De pie también aparecen dos italianos: el flaco y caprichoso Paganini, quien aparece abrazado por el gordo y operístico Rossini. Niccolo Paganini, el músico que exaltó la individualidad y el exhibicionismo en las interpretaciones. Un gran artista del que decían tenía pacto con el diablo, virtuoso compositor y violinista –también buen guitarrista–. Su aspecto era poco agraciado, tenía cara de pocos dientes y cuerpo hecho de casi puros huesos, no obstante, las mujeres se perdían por él y en él. Su más famosa obra es La Campanella concebida para violín y transcrita por Liszt al piano.
Gioacchino Rossini pasó a la historia como un genio flojo y tragón, un hedonista. Aún así, Rossini escribió en trece días El barbero de Sevilla, una de las óperas más representadas en el mundo: ¡Fígaro, Fígaro, Fígaro…! Curiosamente en esos trece días Rossini no se rasuró. Este goloso compositor era un hombre de asombrosa memoria, a los quince años prometió a una soprano, amiga suya, la partitura de un aria. Para conseguirla acudió al jefe de la compañía, quien también era el tenor principal de esa ópera y le negó la copia, fue entonces con el bibliotecario y la negativa se repitió. Entonces decidió asistir al teatro y de oído transcribió la partitura para piano de la pieza que quería su amiga. El tenor pensó que el bibliotecario lo había traicionado, pero el joven músico desmintió esta hipótesis afirmando que si le dieran oportunidad de ir tres veces a la ópera, copiaría toda la obra.

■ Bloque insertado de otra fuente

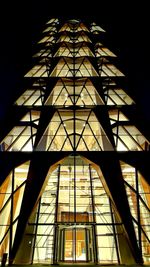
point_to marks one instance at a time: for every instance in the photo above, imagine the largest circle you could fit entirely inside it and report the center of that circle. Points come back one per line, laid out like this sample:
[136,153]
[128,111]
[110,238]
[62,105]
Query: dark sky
[126,23]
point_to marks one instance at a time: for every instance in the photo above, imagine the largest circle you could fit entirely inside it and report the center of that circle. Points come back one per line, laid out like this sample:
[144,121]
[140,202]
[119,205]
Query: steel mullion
[138,210]
[114,231]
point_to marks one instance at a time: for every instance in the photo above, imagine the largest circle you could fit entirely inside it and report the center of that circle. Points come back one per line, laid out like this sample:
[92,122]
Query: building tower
[74,160]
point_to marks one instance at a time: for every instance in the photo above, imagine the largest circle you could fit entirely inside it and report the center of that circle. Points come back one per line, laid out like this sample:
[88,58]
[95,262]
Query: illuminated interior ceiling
[74,158]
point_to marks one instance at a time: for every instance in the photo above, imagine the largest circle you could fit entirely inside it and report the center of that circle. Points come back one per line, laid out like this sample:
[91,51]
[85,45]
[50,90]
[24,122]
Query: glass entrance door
[76,245]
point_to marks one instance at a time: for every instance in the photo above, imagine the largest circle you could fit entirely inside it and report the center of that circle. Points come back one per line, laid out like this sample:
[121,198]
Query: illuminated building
[74,164]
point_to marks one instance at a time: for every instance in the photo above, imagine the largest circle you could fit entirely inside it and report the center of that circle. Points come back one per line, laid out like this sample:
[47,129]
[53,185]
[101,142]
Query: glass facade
[74,170]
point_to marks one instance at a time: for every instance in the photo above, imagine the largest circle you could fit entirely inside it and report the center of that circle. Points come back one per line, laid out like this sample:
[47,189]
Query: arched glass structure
[74,159]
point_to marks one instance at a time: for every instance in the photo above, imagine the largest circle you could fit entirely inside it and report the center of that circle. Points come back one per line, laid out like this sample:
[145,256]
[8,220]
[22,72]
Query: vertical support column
[94,220]
[55,247]
[36,227]
[11,213]
[114,232]
[138,210]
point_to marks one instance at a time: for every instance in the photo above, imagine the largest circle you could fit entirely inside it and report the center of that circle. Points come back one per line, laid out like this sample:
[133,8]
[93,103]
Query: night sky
[127,28]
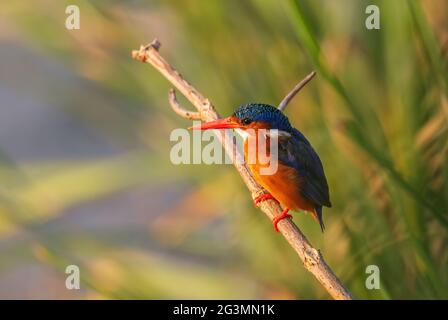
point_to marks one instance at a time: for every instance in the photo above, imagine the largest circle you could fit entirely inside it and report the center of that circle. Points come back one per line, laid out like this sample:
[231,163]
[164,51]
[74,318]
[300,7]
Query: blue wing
[296,151]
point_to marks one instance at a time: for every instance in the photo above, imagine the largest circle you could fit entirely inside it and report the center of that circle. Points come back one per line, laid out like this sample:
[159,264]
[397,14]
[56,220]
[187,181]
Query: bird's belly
[284,185]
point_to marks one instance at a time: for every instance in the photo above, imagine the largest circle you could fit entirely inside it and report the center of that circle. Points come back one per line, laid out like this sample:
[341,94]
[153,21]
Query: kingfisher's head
[251,116]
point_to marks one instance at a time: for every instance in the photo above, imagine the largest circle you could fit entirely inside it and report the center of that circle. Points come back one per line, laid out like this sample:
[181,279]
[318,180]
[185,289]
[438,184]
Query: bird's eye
[246,121]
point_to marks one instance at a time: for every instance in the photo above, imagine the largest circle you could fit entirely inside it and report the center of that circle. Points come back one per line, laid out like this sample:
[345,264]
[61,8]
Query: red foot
[281,217]
[263,197]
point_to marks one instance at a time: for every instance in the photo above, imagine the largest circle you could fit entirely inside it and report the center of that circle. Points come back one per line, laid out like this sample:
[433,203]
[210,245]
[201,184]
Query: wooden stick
[312,258]
[295,90]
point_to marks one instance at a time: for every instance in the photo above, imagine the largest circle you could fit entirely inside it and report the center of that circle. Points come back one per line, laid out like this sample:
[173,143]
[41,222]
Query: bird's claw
[282,216]
[263,197]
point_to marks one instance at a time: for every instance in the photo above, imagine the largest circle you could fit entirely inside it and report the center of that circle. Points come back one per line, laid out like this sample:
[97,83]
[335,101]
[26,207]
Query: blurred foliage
[376,113]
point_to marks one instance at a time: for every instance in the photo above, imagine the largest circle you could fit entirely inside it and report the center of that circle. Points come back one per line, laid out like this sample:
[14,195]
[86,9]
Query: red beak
[226,123]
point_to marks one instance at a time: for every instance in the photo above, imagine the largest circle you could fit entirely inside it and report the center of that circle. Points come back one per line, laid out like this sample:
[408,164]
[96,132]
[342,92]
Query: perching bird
[299,182]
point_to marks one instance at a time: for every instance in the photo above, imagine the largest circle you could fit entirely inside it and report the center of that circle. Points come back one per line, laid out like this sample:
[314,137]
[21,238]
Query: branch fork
[311,258]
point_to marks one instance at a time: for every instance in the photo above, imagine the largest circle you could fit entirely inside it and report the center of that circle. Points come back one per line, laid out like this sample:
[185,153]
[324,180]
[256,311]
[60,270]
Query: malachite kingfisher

Por último, sentada en el piso apreciamos a la esposa de Liszt, Maria d’Agoult, quien fuera madre de Cósima, la futura esposa de Wagner –el amargoso y genial músico que sería a su vez yerno de Liszt–. Allí, en la pintura Una tarde con Liszt, encontramos grandes genios reunidos, todos ellos darían mucho de que hablar en su época, y aún después de ella.